Desde una foto marrón con un marco fino, mira mi abuelo paterno este país que seguramente no soñó. Vino desde su Málaga natal cuando asentó sus tiernos huesos de niño en esta patria extraña. Su compañera vino de Granada. Él altivo, seguro; ella mansa, dulce, dicen quienes los conocieron. El álbum tira imágenes al viento de las nostalgias y, mientras ellas van cayendo como hojas de un árbol de amor, pulso y sueños, me estremezco. Sé que en algún momento lloraré.

 
La imagen recia de mi abuelo materno tomando con firme dulzura mi manita, ha sido eternizada por una máquina donde el fotógrafo mete la cabeza en un forro de tela y dispara una luz que constantemente eterniza el centro de la plaza Veinticinco.  

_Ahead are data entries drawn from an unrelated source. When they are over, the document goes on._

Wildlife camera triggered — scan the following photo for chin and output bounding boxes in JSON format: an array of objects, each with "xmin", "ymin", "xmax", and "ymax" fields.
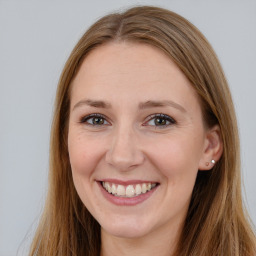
[{"xmin": 101, "ymin": 217, "xmax": 150, "ymax": 239}]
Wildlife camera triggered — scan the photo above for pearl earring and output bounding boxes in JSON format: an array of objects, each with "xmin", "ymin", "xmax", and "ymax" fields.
[{"xmin": 205, "ymin": 159, "xmax": 215, "ymax": 166}]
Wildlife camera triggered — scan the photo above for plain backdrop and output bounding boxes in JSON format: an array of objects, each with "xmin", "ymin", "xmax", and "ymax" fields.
[{"xmin": 0, "ymin": 0, "xmax": 256, "ymax": 256}]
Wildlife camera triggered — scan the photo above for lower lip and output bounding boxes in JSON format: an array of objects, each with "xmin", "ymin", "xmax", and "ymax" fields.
[{"xmin": 98, "ymin": 182, "xmax": 158, "ymax": 206}]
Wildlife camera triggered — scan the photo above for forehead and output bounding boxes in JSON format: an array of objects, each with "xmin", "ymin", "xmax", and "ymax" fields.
[{"xmin": 71, "ymin": 42, "xmax": 202, "ymax": 113}]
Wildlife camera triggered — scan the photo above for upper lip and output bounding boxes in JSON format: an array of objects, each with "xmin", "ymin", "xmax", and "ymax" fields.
[{"xmin": 99, "ymin": 179, "xmax": 159, "ymax": 186}]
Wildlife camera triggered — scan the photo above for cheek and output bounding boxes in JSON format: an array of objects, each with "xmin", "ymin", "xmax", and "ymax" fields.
[
  {"xmin": 149, "ymin": 136, "xmax": 202, "ymax": 177},
  {"xmin": 68, "ymin": 133, "xmax": 103, "ymax": 178}
]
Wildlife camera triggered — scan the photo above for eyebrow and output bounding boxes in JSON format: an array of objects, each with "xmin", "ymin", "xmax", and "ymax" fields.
[{"xmin": 73, "ymin": 99, "xmax": 187, "ymax": 112}]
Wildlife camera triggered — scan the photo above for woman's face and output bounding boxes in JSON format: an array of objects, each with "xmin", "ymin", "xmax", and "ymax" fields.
[{"xmin": 68, "ymin": 43, "xmax": 211, "ymax": 238}]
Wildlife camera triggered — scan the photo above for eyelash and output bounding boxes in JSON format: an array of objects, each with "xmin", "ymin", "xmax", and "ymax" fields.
[{"xmin": 80, "ymin": 113, "xmax": 176, "ymax": 129}]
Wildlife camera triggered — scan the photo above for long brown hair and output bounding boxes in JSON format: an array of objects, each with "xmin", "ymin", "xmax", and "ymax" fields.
[{"xmin": 30, "ymin": 6, "xmax": 256, "ymax": 256}]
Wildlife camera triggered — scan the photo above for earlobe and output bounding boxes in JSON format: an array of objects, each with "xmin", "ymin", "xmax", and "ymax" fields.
[{"xmin": 198, "ymin": 125, "xmax": 223, "ymax": 171}]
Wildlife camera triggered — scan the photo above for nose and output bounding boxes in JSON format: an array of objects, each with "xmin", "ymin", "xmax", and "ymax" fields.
[{"xmin": 106, "ymin": 124, "xmax": 144, "ymax": 171}]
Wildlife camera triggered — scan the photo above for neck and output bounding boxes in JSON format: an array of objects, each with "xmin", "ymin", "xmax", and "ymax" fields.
[{"xmin": 101, "ymin": 219, "xmax": 182, "ymax": 256}]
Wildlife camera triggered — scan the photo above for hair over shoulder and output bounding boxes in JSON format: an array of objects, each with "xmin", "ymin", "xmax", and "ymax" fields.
[{"xmin": 30, "ymin": 6, "xmax": 256, "ymax": 256}]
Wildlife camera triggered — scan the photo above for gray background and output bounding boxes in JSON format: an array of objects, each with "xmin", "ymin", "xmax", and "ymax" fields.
[{"xmin": 0, "ymin": 0, "xmax": 256, "ymax": 256}]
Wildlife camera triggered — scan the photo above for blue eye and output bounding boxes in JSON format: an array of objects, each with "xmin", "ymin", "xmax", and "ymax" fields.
[
  {"xmin": 80, "ymin": 114, "xmax": 109, "ymax": 126},
  {"xmin": 146, "ymin": 114, "xmax": 176, "ymax": 128}
]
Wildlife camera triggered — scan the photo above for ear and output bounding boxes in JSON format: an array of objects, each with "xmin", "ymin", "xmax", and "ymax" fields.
[{"xmin": 198, "ymin": 125, "xmax": 223, "ymax": 171}]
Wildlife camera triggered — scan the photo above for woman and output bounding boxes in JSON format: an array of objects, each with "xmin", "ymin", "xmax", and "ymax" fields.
[{"xmin": 30, "ymin": 6, "xmax": 256, "ymax": 256}]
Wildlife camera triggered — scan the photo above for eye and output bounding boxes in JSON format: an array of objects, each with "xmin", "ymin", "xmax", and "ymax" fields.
[
  {"xmin": 80, "ymin": 114, "xmax": 109, "ymax": 126},
  {"xmin": 143, "ymin": 114, "xmax": 176, "ymax": 128}
]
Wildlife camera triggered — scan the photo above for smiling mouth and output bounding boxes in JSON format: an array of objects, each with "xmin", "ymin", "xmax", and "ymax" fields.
[{"xmin": 101, "ymin": 181, "xmax": 159, "ymax": 198}]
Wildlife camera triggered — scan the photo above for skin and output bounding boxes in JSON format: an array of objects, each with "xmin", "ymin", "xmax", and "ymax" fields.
[{"xmin": 68, "ymin": 42, "xmax": 222, "ymax": 256}]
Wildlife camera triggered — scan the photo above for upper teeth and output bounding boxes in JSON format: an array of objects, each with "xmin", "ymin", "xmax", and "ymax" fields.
[{"xmin": 102, "ymin": 181, "xmax": 156, "ymax": 197}]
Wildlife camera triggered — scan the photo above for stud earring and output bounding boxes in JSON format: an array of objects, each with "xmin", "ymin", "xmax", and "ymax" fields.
[{"xmin": 205, "ymin": 159, "xmax": 215, "ymax": 166}]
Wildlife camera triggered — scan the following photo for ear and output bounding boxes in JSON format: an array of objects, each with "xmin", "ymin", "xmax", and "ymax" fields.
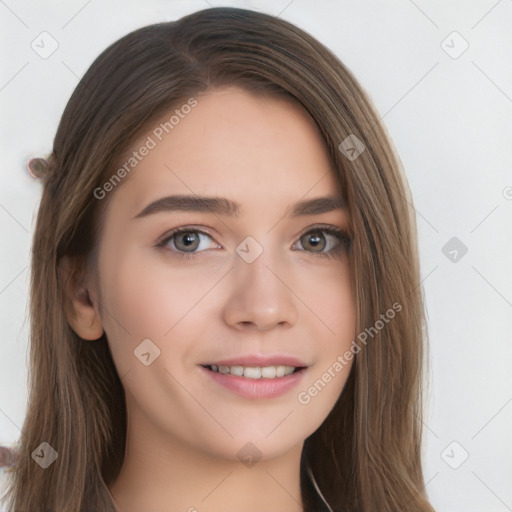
[{"xmin": 58, "ymin": 256, "xmax": 104, "ymax": 340}]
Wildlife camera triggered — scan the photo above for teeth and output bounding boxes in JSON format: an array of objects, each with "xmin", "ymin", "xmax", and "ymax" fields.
[{"xmin": 210, "ymin": 364, "xmax": 295, "ymax": 379}]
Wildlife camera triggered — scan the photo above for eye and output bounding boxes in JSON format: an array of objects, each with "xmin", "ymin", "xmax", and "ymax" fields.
[
  {"xmin": 158, "ymin": 227, "xmax": 220, "ymax": 258},
  {"xmin": 292, "ymin": 226, "xmax": 350, "ymax": 258},
  {"xmin": 156, "ymin": 226, "xmax": 350, "ymax": 258}
]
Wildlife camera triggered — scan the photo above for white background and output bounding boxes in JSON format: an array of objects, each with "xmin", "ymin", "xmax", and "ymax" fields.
[{"xmin": 0, "ymin": 0, "xmax": 512, "ymax": 512}]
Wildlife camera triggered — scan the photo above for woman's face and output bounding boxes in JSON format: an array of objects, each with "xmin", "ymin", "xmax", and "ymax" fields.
[{"xmin": 87, "ymin": 88, "xmax": 355, "ymax": 460}]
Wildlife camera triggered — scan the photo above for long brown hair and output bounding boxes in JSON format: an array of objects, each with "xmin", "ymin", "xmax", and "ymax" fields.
[{"xmin": 2, "ymin": 7, "xmax": 433, "ymax": 512}]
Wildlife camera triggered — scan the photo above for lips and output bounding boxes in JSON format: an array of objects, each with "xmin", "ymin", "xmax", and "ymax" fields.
[{"xmin": 201, "ymin": 354, "xmax": 308, "ymax": 368}]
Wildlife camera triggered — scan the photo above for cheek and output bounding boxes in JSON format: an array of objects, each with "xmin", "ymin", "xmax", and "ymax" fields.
[{"xmin": 98, "ymin": 252, "xmax": 221, "ymax": 374}]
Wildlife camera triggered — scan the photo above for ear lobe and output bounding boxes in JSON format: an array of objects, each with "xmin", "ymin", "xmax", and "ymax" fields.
[{"xmin": 58, "ymin": 256, "xmax": 104, "ymax": 340}]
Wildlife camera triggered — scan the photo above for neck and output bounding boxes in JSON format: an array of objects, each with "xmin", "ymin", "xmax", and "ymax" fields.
[{"xmin": 105, "ymin": 406, "xmax": 303, "ymax": 512}]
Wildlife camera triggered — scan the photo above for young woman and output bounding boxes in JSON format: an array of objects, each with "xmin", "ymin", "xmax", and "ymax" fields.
[{"xmin": 2, "ymin": 8, "xmax": 433, "ymax": 512}]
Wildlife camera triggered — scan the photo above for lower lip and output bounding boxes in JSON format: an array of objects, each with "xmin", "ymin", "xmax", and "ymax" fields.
[{"xmin": 200, "ymin": 366, "xmax": 306, "ymax": 398}]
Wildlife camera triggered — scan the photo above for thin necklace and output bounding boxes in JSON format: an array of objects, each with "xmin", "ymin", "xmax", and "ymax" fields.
[{"xmin": 308, "ymin": 467, "xmax": 334, "ymax": 512}]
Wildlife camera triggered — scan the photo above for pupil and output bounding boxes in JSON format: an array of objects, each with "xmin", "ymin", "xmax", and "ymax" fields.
[
  {"xmin": 180, "ymin": 233, "xmax": 197, "ymax": 248},
  {"xmin": 307, "ymin": 235, "xmax": 323, "ymax": 248}
]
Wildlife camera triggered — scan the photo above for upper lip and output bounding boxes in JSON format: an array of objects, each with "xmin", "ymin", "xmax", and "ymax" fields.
[{"xmin": 202, "ymin": 354, "xmax": 308, "ymax": 368}]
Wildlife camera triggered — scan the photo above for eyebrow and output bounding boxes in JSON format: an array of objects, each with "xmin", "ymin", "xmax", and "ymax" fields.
[{"xmin": 134, "ymin": 195, "xmax": 345, "ymax": 219}]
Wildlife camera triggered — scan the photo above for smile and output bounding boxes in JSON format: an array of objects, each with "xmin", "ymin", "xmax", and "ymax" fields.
[{"xmin": 205, "ymin": 364, "xmax": 300, "ymax": 379}]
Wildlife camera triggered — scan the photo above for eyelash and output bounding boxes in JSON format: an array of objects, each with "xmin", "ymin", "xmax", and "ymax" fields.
[{"xmin": 156, "ymin": 226, "xmax": 351, "ymax": 259}]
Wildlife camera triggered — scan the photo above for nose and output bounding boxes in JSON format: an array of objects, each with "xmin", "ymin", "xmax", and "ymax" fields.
[{"xmin": 223, "ymin": 243, "xmax": 299, "ymax": 331}]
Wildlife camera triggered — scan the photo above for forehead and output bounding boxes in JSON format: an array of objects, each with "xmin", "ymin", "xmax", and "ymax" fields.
[{"xmin": 108, "ymin": 87, "xmax": 339, "ymax": 215}]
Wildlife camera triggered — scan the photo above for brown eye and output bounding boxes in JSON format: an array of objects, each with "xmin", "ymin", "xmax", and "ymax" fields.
[
  {"xmin": 173, "ymin": 231, "xmax": 200, "ymax": 251},
  {"xmin": 300, "ymin": 231, "xmax": 326, "ymax": 252}
]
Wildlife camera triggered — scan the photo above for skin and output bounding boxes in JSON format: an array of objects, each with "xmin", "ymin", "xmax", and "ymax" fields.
[{"xmin": 64, "ymin": 87, "xmax": 355, "ymax": 512}]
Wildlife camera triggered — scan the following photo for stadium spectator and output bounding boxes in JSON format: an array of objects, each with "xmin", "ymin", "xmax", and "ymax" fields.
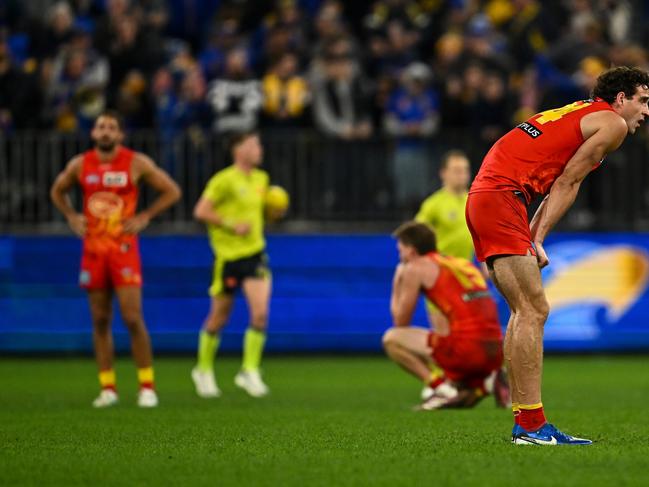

Estamos parados en la vereda de la estación Retiro con mis padres. Acabamos de llegar por primera vez a la gran ciudad. Ahí veo la chombita brillante que luzco y que cuidé durante mucho tiempo para lucir impecable, desde nuestra humildad. Las torres grises de este Buenos Aires que vimos en los noticiarios del cine, nos saludan con esa parquedad de lo indiferente.

 
En el largo fondo de la casa de tía Tita, Barrio Huazihul, estamos con Hugo cosechando choclos, una aventura entonces; y en otro registro jugando a la pelota en la acera de la casa de mis abuelos, aquella de calle Santa Fe, de un gran gallinero de Leghorn, que surtía de enormes huevos al vecindario.

 
Esta otra de la vieja estación San Martín, despidiendo -quizá- al Cuyano donde mi padre iba a Buenos Aires a cumplir sus misiones del Consejo de Reconstrucción y siempre "volvía con la frente marchita'' por la tristeza que acopia estar solo en esa ajena ciudad. 


Acá estamos grabando en la sala mayor de la RCA. En salón contiguo ensaya el gran Juan D'Arienzo. Nos asomamos y lo vemos con su proverbial pose, inclinado hacia delante, tendiendo su brazo enérgico hacia el cantor, ese ademán que lo prolonga inmortal hacia firmamentos de tangos, con su ritmo incomparable. 


En una mesa de la confitería Dunia está toda la familia: mi padre con su pinta, mi madre con su belleza de cuatro décadas, Hugo con su figura de chico que arrasa, Delia una nena y yo. Eran tiempos de un país que trataba de reconstruir su dignidad y muchos argentinos no lo dejaban. No hay peor enemigo que el de adentro, el que muchas veces pasa a tu lado con una indescifrable sonrisa.  


Esta es una tarjeta. La hicimos hacer para entregar luego de las actuaciones. Allí estamos con el modesto saquito al que mi madre le adosó una solapa brillante. Parece ser un set televisivo. No lo recuerdo. Tantas cosas, tantas imágenes, tanto sueños, tantas escenas se ha llevado el viento. Muchas, menos la canción.